At the Seoul Media show he is presenting "After Tomb Raider" and "Abstract Super Mario," in which he copies scenes from the popular video games and prints the images. Before the ink dries, he wipes them with a tissue. Once the print is dry, he expands the image using a technique called fedex.
It's a technique he says he uses to explore the pleasures that people derive from arcade games.
"Most of my works are not digital. They are oil on canvas, and represent computers, cables and people playing video games. I always do them. It's like a video game where an invisible SuperMario is playing Miltos Manetas and directs him to be a painter.
It happened in 1994. Somebody sold me a computer and I noticed that it seemed ready to talk. It had a face (its screen), a light coming from inside and a sound system. So, I had it say something, as if it was just opening its eyes and it was surprised. I wrote a program that would turn its screen blue for a second and it would say 'Whoops!'(www.biribiri.com).
I showed that piece in Paris, leaving the gallery empty, with only the little laptop as a performer, saying its 'Whoops!'
Later, I discovered video games. They offer a new kind of non-human actors, who you can ask to do different things. I started making very simple videos, such as killing Lara Croft for hours or having SuperMario falling asleep.
The critics says that my Internet and after-video game pieces don't even look like art, so I suppose that is their most important element."
------------------------------------------------------------
JENNIFER STEINKAMP, U.S.A.
If any person is able to create a project drawing on abstract painting, structuralist film, light and space art, architecture, music and performance, it's Jennifer Steinkamp. The results of her creativity are often a dream-like experimental space.
In the past, she has collaborated with musicians to create light installations and make computer-generated video projections.
In "Luna's Eyes," part of the Eyes Project, a building's facade symbolizes skin and the windows represent the pores.
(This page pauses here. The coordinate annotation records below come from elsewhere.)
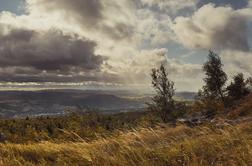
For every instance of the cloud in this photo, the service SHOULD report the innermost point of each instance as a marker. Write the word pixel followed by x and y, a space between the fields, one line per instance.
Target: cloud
pixel 171 6
pixel 107 17
pixel 33 54
pixel 237 61
pixel 214 28
pixel 233 3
It's a metaphor for the Greek mythological hero Argus, known for his many eyes.
"Before getting into digital art, I made abstract film and photography, and did a little painting. Then I was inspired and intrigued with images created by computer while watching the films of Ed Emshwiller in a video art class. Digital art can open up new possibilities we have not yet seen, heard or experienced, and it is a great way to melt away categories and their limits. Through my work, I want my audience to consider their personal experiences. I would like them to consider the limits and possibilities of their perceptions.
The most important aspect of my work is the beauty of visuals, audio and motion. In the future, art will be generative; it will live and breathe, perhaps have emotions based on a set of rules set forth by the artist. Art will be ubiquitous, part of our clothing, accessible in new ways."